Please also note that given the breadth of topics and concepts covered in the book, none of them are covered in extreme depth like other specific, specilized books might do. The main goal of the book is to demonstrate the big, end-to-end picture and give the reader "just enough" knowledge to run the code with sufficient understanding. However, there will references to other resources both in the book as well as code, in order for the readers to further deepen their knowledge on particular concepts.
Target audience
- individuals considering a career in a machine learning field will learn about the more technical flavours of the job
- beginner data scientist will be able to see the full picture, gain practical experience and learn an end-to-end ML project
- experienced data scientists will be able to improve their skills and knowledge in areas that are new to them
- data and devops engineers will be able to discover the data science side and perspective of deploying solutions to the cloud
What this book is not
- This book doesn't cover sophisticated ML algorithms.

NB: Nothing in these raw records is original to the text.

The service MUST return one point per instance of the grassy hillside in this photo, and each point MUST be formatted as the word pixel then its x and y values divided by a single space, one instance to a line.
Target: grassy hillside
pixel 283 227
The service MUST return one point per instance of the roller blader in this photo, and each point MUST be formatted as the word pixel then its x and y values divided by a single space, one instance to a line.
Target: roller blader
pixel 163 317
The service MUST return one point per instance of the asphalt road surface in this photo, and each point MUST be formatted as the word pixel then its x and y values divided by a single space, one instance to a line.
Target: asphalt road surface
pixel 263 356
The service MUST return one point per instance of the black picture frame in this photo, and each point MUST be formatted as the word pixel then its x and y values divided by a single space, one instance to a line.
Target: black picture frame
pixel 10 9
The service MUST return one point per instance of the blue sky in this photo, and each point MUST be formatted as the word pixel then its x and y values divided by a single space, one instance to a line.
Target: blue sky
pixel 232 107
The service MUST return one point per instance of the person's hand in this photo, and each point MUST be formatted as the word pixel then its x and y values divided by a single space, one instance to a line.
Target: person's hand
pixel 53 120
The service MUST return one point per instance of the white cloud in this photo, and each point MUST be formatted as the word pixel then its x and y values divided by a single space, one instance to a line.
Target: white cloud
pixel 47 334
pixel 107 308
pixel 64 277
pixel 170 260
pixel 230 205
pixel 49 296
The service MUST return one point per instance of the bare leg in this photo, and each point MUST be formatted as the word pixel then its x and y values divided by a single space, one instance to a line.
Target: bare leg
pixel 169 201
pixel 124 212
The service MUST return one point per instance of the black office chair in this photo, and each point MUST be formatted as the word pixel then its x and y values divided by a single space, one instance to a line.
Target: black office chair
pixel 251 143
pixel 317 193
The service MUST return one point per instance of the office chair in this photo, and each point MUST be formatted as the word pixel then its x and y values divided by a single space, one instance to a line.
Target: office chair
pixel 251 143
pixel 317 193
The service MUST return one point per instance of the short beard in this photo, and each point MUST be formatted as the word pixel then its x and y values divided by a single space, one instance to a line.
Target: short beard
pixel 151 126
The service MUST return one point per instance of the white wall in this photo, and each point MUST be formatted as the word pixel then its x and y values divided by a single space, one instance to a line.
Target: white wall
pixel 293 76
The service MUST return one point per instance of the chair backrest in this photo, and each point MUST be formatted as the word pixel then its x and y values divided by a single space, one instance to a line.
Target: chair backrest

Since the book is focused on the big picture, we will train a relatively simple ElasticNet model in our pipeline. The goal is to demonstrate how to approach this task end-to-end with relatively simple models, so that you could later adjust it and apply for your own use case.
- This book doesn't discuss various ML algorithms. Building on the previous answer, ML pipeline can often be universally applied to various problems and with various algorithms. Therefore I won't cover other algorithms in this book.
- This book won't teach you about data science or ML. This book doesn't explain the inner workings of an ElasticNet model or any other models or data science as a whole. There are plenty other great books on the market that you can read for that purpose.
About the Author
Konrad is a predictive modelling practitioner passionate about ML, MLOps and deploying simple solutions to production that - just work! He's worked several years in the area of data science and machine learning, deploying a wide variety of solutions at scale, having worked both at small startups, as well as large enterprise. Born and raised in Poland, Konrad currently lives with his wife in Essen, Germany. In his free (apart from writing this book...) he enjoys bouldering, volleyball and all kinds of watersports.